かつて滋賀県と呼ばれていたエリアは、和暦・逢魔の時代に形を変えている。東日本・北日本壊滅後に制定された『地域魔力濃度による特別措置に関する法律』により都府県の境界線が再設定されたのだ。
現在は新京都として新たな県境が引かれた琵琶湖の南側に、その廃病院はある。
一〇階建ての入院病棟も備えた総合病院だ。理論上人が住める魔力濃度だが、法令上人が暮らすのは危険な魔力濃度のため、電気設備も放置されたまま残された旧時代の建造物。
大きな地震が起きたら耐えられるか怪しい病院の中を、まだ若き二五歳の頃の九条は、五つ年上で一〇年先輩の上弦と共に突入していた。
ちなみに数字が五つも違うのは、上弦が高卒ノンキャリの最年少抗魔官ルート、九条が大卒キャリアの出世抗魔官ルートを歩んでいるからだ。
「ここが、現人神々の拠点ですか……? 神というより、お化けが出そうな雰囲気ですね」
階段の踊り場の窓から覗く陽は高く、雲一つない晴れ空だというのに、薄暗い病院内には目には見えない妙な妖気が漂っているようだった。
「いるのは時代に取り残されたテロリスト共だがな」
かつては時代を牽引した、国連魔導機関の研究グループの一つに、『人が魔法を扱えるようになる進化の道筋の研究』をテーマとしたグループがいた。
やがてこのグループは、アメリカのニューヨークが魔人一体に蹂躙されたタイミングで――魔人が触れてはならない禁忌とされたタイミングで、解散となる。国連魔導機関から除名となったのだ。
もちろん、構成員たちには新たな居場所が提案されたし、彼らも渋々従った。しかし彼らはとっくに魔に魅了されており、魔人の研究に手を染める。
――これが、現人神々の前身だ。
やがて幻魔一八年に起こる関東魔人抗戦の発端となった、千葉県での魔人研究も彼らの仕業である。
時代の変化と共に世代を更新しながらも現人神々の精神は引き継がれ、今日も彼らは違法な研究に手を染めているのだ。
「さて、あと何人残っているのやら」
階段を上りきり、後ろを振り返る。踊り場に倒れているのは一人。記憶にある限りでそれが四人目。いずれも上弦の武術で気絶させた男たちだ。
「今日倒してきた奴らは妙に弱い。だからこそ、なにか嫌な予感がする」
謎の判断基準から曖昧なことを言われて、九条は正直、引いた。
「ど、どういう意味ですか……と、次はあの部屋、覗いてみましょう」
九条は上弦と頷きあうと、ひそひそ話も止めて、足音をできる限り立てないようにしながら壁際を進む。

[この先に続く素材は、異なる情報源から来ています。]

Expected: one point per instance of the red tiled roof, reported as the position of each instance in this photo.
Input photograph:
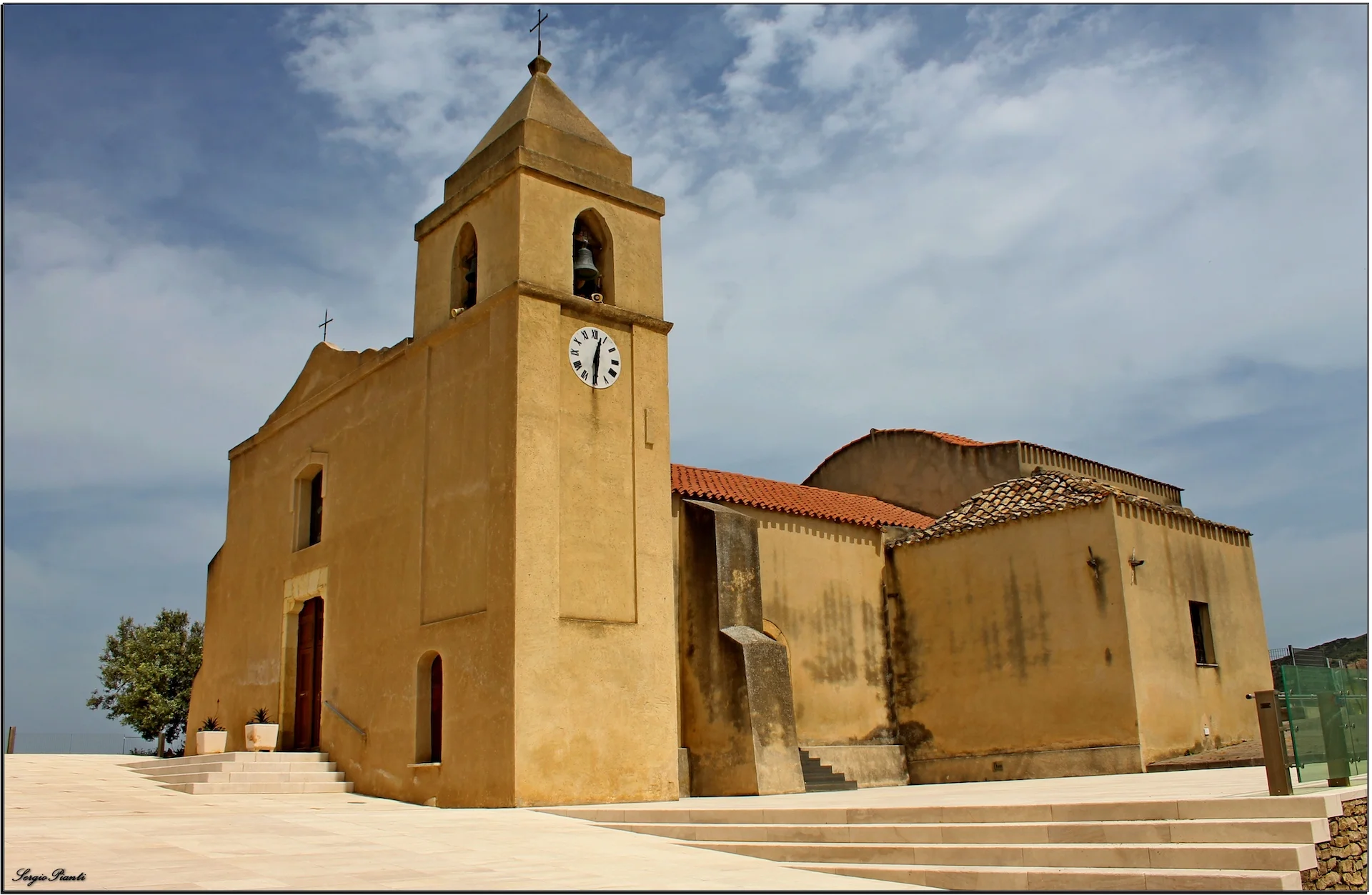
(945, 436)
(1043, 492)
(782, 496)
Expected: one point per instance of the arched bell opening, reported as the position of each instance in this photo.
(593, 258)
(429, 709)
(464, 270)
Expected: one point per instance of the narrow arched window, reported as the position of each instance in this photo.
(464, 270)
(429, 709)
(593, 258)
(437, 710)
(309, 507)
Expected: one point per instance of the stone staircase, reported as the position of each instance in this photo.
(240, 774)
(822, 777)
(1218, 844)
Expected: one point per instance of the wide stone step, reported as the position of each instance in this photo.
(252, 776)
(258, 789)
(1298, 831)
(1063, 879)
(1188, 856)
(1154, 810)
(229, 757)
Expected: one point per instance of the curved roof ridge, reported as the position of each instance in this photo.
(1113, 469)
(944, 436)
(1045, 491)
(784, 496)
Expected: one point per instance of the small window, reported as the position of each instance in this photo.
(309, 507)
(429, 717)
(464, 270)
(593, 258)
(1200, 634)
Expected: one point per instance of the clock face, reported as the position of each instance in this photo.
(595, 356)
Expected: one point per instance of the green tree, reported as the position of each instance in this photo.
(146, 675)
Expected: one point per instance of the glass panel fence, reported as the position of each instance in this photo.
(1328, 713)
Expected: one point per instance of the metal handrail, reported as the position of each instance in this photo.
(346, 720)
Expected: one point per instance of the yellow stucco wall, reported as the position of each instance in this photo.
(822, 599)
(401, 464)
(1009, 644)
(822, 590)
(1188, 559)
(483, 505)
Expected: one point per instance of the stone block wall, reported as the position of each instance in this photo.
(1343, 860)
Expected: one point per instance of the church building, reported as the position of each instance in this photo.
(467, 569)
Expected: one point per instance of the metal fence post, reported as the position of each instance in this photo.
(1273, 747)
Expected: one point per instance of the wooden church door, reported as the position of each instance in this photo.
(309, 661)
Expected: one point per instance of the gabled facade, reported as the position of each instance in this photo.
(465, 568)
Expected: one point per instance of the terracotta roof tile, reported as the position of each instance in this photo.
(1043, 492)
(782, 496)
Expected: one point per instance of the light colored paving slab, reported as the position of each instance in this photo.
(1063, 793)
(91, 814)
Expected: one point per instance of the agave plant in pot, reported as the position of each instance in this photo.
(261, 734)
(210, 738)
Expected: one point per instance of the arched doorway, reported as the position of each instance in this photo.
(309, 664)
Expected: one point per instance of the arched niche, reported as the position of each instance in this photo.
(592, 232)
(429, 709)
(463, 286)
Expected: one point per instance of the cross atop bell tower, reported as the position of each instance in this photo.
(538, 310)
(540, 186)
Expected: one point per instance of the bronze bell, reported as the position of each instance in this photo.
(583, 264)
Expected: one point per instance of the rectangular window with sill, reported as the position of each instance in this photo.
(1200, 634)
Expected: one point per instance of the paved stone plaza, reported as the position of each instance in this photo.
(91, 814)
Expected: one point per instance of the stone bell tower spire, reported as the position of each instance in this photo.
(540, 141)
(540, 304)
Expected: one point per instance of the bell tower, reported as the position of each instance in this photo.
(547, 550)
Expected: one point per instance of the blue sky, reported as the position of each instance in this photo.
(1136, 235)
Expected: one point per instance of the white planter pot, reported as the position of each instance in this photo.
(261, 738)
(210, 742)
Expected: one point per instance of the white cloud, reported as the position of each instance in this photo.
(99, 314)
(1063, 207)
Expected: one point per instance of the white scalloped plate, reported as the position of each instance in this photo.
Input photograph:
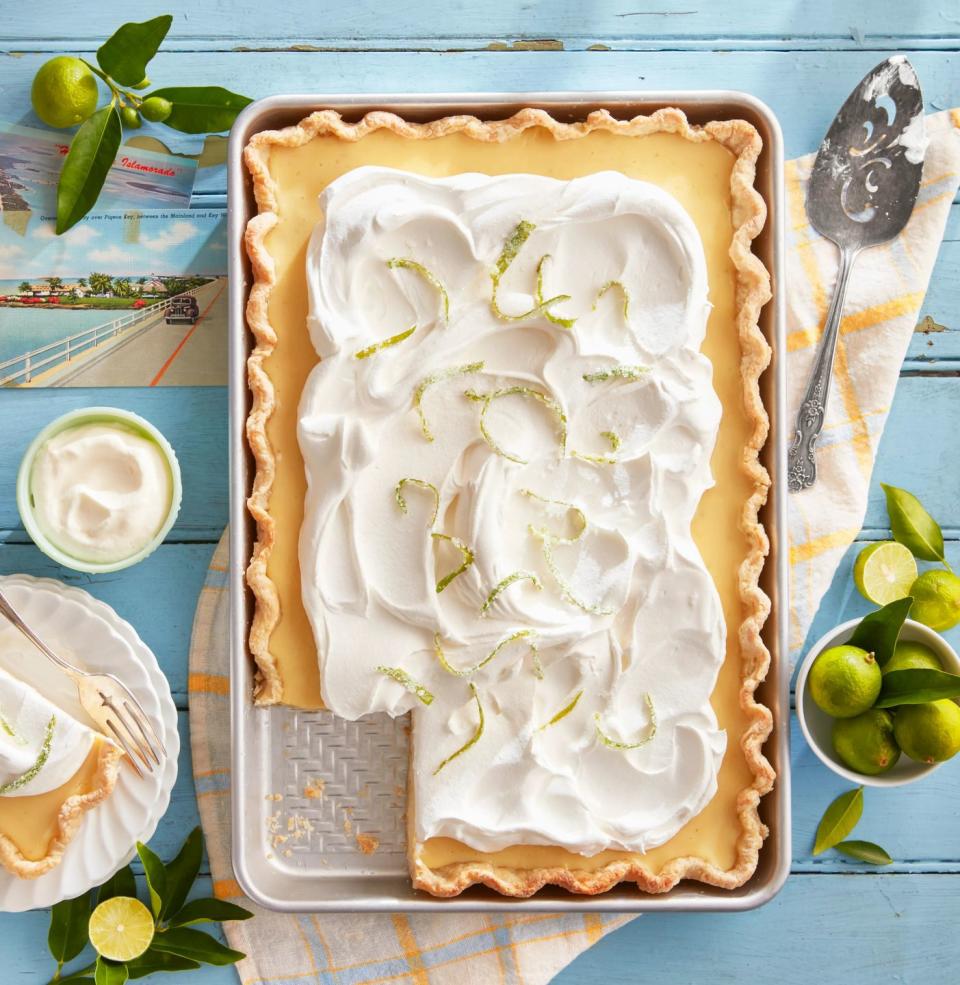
(90, 634)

引き戸に手をかけ、改めて上弦とアイコンタクト。堂々と頷く上弦の頼もしさに運命を委ねて、九条は一気に扉を開いた。
上弦が力強く踏み込み、九条も誰かに見られていないか素早く確認して部屋に飛び込む。
今まで覗いてきた部屋はすべて空室だったので、どうせここもだろうという決めつけが心の奥底に生まれていたのか、九条は上弦以外の人影を見つけて絶句した。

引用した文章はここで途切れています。